Deshalb werden sich Juden und Muslime kaum davon abbringen lassen, auch nicht mit Gewalt in Form von rigorosen Verboten.
Wie will man das denn überhaupt kontrollieren? Die Kinder zum Arzt schleifen und dort ausziehen, um nachzugucken? Den Lehrern beim Schwimmunterricht in der Umkleide auerlegen, dass sie genau hinschauen sollen? Dann gehen die Eltern mit ihren Kindern eben nicht mehr zu einem (nicht-muslimischen/nicht-jüdischen) Arzt.
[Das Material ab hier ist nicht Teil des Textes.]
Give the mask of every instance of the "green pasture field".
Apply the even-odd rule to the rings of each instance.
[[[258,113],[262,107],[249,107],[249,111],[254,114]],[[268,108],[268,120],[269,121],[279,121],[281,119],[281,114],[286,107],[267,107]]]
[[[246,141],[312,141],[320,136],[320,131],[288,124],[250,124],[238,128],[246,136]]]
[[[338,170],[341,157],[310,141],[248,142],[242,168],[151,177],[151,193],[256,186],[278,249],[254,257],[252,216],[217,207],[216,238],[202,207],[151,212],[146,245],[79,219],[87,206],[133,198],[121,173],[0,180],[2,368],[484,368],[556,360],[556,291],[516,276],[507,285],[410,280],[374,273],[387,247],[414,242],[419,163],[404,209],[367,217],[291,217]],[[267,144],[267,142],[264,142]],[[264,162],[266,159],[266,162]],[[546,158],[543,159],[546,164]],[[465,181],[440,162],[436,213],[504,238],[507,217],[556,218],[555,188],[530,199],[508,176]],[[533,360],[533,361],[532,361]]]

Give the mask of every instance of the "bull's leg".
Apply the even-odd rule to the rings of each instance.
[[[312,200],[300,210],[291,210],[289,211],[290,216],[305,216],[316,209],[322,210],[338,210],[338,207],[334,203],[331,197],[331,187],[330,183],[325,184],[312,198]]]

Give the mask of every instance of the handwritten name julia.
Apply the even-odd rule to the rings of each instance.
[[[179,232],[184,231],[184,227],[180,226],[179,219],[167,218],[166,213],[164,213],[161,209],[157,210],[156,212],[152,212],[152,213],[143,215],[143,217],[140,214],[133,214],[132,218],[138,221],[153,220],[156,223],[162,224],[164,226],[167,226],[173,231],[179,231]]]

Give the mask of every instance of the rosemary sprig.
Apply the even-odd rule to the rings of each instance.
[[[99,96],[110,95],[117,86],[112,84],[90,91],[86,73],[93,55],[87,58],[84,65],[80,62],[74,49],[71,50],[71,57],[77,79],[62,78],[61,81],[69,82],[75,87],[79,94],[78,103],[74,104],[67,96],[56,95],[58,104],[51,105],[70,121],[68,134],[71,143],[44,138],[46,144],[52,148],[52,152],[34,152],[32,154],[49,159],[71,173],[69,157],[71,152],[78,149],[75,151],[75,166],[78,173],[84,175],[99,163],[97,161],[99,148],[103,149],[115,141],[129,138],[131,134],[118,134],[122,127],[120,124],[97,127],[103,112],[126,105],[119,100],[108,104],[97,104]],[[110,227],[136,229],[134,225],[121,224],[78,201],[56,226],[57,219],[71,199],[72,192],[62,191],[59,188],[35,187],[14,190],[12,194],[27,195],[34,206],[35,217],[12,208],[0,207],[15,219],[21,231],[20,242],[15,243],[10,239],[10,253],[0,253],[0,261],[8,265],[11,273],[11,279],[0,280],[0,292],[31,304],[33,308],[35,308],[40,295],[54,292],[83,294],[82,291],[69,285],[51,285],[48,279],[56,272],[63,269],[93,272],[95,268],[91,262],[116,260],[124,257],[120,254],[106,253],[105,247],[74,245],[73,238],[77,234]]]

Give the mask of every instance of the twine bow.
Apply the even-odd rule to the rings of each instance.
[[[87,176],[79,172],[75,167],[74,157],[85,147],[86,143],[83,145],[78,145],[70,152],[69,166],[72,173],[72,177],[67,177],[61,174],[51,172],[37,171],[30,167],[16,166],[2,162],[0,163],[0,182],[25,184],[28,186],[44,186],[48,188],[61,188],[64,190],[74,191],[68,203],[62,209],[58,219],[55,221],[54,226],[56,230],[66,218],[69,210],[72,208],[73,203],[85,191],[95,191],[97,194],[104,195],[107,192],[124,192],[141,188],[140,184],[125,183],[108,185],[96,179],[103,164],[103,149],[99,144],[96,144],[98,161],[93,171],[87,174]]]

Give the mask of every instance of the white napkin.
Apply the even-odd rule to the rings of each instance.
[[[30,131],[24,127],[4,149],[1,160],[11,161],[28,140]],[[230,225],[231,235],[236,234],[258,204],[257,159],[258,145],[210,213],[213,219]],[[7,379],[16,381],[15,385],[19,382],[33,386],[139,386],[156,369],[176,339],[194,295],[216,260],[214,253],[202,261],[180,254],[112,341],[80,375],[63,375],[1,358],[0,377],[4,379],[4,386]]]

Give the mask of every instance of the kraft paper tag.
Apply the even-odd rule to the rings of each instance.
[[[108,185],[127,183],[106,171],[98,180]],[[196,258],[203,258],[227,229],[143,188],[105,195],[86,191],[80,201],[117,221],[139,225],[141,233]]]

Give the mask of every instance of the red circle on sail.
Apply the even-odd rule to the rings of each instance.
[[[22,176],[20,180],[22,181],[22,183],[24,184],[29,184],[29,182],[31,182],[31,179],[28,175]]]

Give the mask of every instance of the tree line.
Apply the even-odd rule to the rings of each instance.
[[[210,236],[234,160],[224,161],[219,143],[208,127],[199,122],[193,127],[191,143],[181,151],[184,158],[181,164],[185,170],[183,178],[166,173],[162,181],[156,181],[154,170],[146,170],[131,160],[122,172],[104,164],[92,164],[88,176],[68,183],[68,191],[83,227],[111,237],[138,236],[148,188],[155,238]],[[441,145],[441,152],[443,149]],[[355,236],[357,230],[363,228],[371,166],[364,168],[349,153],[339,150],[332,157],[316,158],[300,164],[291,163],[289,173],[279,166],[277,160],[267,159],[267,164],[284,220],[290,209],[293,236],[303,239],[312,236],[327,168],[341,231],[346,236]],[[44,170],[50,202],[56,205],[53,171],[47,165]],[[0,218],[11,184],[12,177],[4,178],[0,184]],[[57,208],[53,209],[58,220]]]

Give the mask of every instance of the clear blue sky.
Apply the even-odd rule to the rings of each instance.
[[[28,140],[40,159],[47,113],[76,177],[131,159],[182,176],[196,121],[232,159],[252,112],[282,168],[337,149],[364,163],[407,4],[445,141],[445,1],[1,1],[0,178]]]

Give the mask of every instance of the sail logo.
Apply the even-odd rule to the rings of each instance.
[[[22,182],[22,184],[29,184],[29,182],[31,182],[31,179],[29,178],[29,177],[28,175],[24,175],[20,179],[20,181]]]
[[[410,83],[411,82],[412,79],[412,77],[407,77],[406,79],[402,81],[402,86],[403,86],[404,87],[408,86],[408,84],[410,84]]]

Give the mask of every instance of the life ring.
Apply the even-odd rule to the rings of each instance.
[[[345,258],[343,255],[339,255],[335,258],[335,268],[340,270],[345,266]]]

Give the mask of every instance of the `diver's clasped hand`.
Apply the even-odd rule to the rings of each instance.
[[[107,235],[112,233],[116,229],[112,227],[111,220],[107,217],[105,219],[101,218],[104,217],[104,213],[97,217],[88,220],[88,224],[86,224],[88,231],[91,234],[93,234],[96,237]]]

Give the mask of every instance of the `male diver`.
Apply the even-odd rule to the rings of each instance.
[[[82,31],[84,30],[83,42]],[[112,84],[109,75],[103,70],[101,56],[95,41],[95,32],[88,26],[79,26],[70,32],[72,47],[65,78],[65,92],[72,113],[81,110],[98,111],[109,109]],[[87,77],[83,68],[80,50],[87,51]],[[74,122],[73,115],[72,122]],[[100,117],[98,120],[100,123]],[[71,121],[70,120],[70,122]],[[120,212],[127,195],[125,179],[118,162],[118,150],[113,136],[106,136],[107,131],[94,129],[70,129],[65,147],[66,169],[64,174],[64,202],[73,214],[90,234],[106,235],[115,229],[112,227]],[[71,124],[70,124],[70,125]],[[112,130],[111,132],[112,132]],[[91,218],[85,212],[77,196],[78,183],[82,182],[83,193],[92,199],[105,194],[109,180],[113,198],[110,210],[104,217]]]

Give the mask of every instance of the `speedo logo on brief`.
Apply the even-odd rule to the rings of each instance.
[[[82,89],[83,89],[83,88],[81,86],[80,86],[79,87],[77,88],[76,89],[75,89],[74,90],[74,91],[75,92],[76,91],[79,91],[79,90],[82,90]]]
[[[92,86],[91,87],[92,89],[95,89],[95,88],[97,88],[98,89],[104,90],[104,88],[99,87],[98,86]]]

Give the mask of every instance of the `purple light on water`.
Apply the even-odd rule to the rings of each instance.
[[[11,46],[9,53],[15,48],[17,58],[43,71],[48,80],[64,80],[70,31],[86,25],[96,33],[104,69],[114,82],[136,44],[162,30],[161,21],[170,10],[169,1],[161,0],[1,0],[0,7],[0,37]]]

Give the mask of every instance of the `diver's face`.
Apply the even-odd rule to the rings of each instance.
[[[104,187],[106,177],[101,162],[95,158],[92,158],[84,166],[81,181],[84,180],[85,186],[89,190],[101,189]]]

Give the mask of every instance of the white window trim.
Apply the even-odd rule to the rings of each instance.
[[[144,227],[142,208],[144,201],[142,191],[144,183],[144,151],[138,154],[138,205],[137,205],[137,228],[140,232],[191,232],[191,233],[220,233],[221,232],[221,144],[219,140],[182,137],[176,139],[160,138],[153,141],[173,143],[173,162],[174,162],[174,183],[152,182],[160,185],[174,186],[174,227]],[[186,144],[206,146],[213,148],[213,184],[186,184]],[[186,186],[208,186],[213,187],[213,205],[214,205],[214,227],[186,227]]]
Oder dann dürfen die Kinder sich halt gar nicht mehr in der Umkleide mit den anderen Jungs umziehen, sondern müssen die Badehose gleich tragen und dürfen sie nur verhüllt wechseln.
Eventuell gehen die Menschen auch wieder ins Ausland, vielleicht vollständig, vielleicht nur für die Beschneidung und dann zu sonsteinem seltsamen Quacksalber, statt zu einer erfahrenen Person, die weiss, was sie tut.
Unsere Gesellschaft muss erkennen, dass sie trotz ,,christlich-säkularem" Hintergrund nicht einfach mit Verboten in der Frage nach der Beschneidung handeln kann.
So etwas wird keinen Erfolg haben.
Unsere Gesellschaft muss begreifen, dass es auch Menschen gibt, denen ihr Glaube wichtiger ist, Menschen, die tatsächlich noch religiös sind.
Die Grundregeln im Grundgesetz sollen unangetastet bleiben, die Praxis allerdings muss etwas flexibler gestaltet sein, wenn man nicht größte Schäden für die Gesellschaft produzieren möchte.